詳しく説明するため、ウサミンを家に招く。
期待して顔を赤くしていたが、ちっひーたちと合流したらテンションは下がっていた。
それでも男の家に行ったことがないのか、時間が経つにつれてソワソワし始めていたが。
珍しく第三次性徴期はまだきていないらしく。
家に上がっても顔を赤くしてるだけで鼻血を垂らしたりとかはなかった。
「さて、菜々にはギターをやって貰おう」
「ふぇ? ……ふぇ?」
防音部屋へと直行し、俺が使っているのとは別のギターをウサミンに手渡す。
戸惑っているようだが、それは俺が名前で呼んだからか、ギターを渡したからか。
どっちもか。
「菜々に拒否権などない。君はいま、我らのバンドに入ったのだ。
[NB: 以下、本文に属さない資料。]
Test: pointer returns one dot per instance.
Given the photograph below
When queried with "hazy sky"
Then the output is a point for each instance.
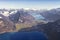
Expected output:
(37, 4)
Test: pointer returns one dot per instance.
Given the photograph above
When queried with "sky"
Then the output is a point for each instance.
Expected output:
(32, 4)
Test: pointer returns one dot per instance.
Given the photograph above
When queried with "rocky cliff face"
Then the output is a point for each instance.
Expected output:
(5, 24)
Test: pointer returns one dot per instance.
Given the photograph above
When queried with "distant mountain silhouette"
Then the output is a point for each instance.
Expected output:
(52, 29)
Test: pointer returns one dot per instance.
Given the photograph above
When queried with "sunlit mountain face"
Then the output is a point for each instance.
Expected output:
(37, 16)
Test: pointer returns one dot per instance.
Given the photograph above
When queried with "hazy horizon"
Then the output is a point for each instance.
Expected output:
(29, 4)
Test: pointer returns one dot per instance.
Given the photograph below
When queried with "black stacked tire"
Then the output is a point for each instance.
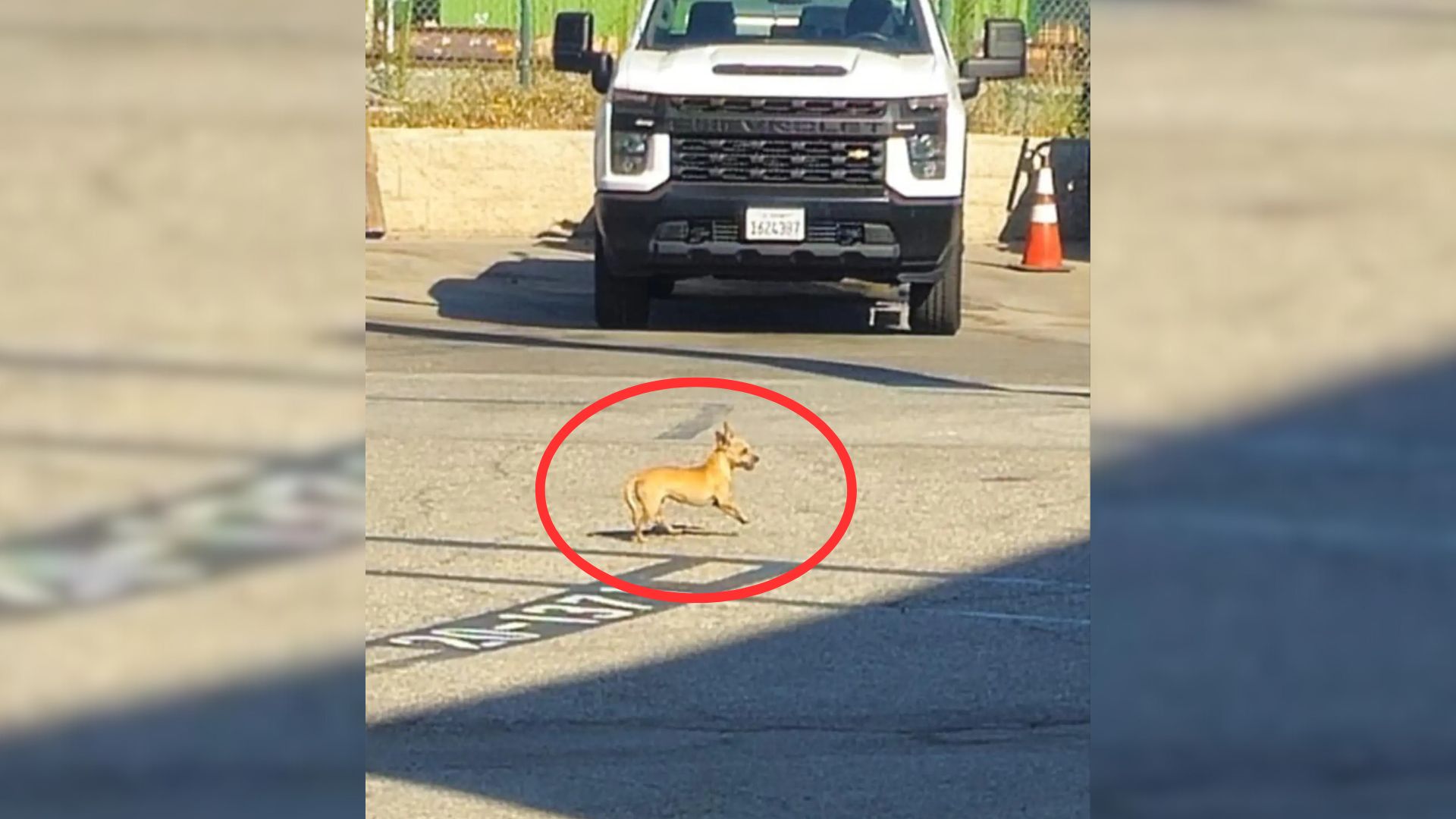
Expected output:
(620, 302)
(935, 309)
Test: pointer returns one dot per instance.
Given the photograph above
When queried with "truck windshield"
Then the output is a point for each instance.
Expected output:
(884, 25)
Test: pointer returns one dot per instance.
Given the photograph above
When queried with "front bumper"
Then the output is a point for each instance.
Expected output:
(688, 229)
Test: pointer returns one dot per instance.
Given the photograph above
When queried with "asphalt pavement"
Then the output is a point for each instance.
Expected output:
(935, 664)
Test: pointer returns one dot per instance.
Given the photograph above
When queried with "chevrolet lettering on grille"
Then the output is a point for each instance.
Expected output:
(745, 126)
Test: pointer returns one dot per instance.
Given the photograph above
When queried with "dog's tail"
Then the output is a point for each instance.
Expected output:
(634, 500)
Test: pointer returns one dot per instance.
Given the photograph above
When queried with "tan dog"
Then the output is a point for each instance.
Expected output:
(710, 483)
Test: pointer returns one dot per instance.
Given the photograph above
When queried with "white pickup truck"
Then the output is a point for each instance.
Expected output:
(805, 140)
……詳しい説明はちっひーたちがよろしく」
心と同じように後は任せ、俺はリビングで碧からお菓子をいただく。
「また、メンバー増やすの?」
「さすがにこれ以上は増やさないよ」
「お菓子は持っていかなくて大丈夫かな?」
「そのうちコッチくるから、その時お願い」
「うん、分かった」
それにしても、碧のお菓子はいつ食べても美味い。
お菓子だけでなく、料理も美味い。
これはお店開くしかないだろう。
…………。
そしたら俺の取り分減りそうだから、お店はまだ先かな。
冬休み開けたが、すぐに春休みだ。
高校二年生になるが、進路とか決めないといけないのか。
今年度は学園祭でお披露目できなかったから、二年生のときは絶対やる。
ウサミンをそれまでに仕上げなければ。
高校卒業したらどうしようか。
大学に行くのも俺としてはありなんだが、母さんが許すか微妙なとこだ。
ウサミンと心も卒業してるし、テレビに出るかなぁ……。
でも、勝手なイメージだが面倒そうなんだよなぁ……。
皆は今後どうしていくんだろう。
ウサミンは今年卒業だし。
そのうちどこかで聞いてみるかな。
説明が長引いたのか、一時間が過ぎてからやってきた。
そんなに長く説明することなんてあったかな……?
「それで、どうするん?」
「菜々としては顔だしてやっていきたいかなと」
「んー、そしたらなぁ……今まで隠してきた意味がなくなるし」
「顔出しってそんな大事なのですか?」
「外歩いても面倒なだけだと思うが」
今更、顔を出すことに意味があるとは思えない。
むしろ面倒なことになるだろう。
後は男ってことで人気になっても意味はない。
だったらこのままでいいじゃないか。
ゆっくりと説明していけば、ウサミンも分かってくれたようだ。
……ってか、説明終わってなかったやん。
「顔出ししてなくても金は入るんだし」
再生数に応じて金が入ってきてたんだが、今まで分配することもなくずっと貯めている。
そこそこあるのだが、誰も分けようなどと口にしていない。
結婚すれば一緒なのだし、分ける意味がないのだとか。
「別にバンドのことバラさなければ、他で何やってもいいよ」
「バラすの、ダメなんですよね」
「だって、それで入っても実力じゃないし。それで評価されていいんなら構わないけど」
「そうですよね……」
バンドには入ってくれるそうだが、アイドルをどうするか悩んでいるらしい。
悩むってことは諦めきれていないってことじゃろ。
「まあ、菜々も俺らに慣れたらなんとかなるさ」
「ふぇ? どういう意味です?」
「取り敢えず、私たちは勝ち組ってことだ☆」
それでも意味が伝わってないのか、首を傾げている。
大丈夫。すぐに理解できるから。
ウサミンを俺の部屋に連れ込み、美味しくいただくつもりだったが。
逆に美味しくいただかれた。
ウサギの性欲って、凄まじい。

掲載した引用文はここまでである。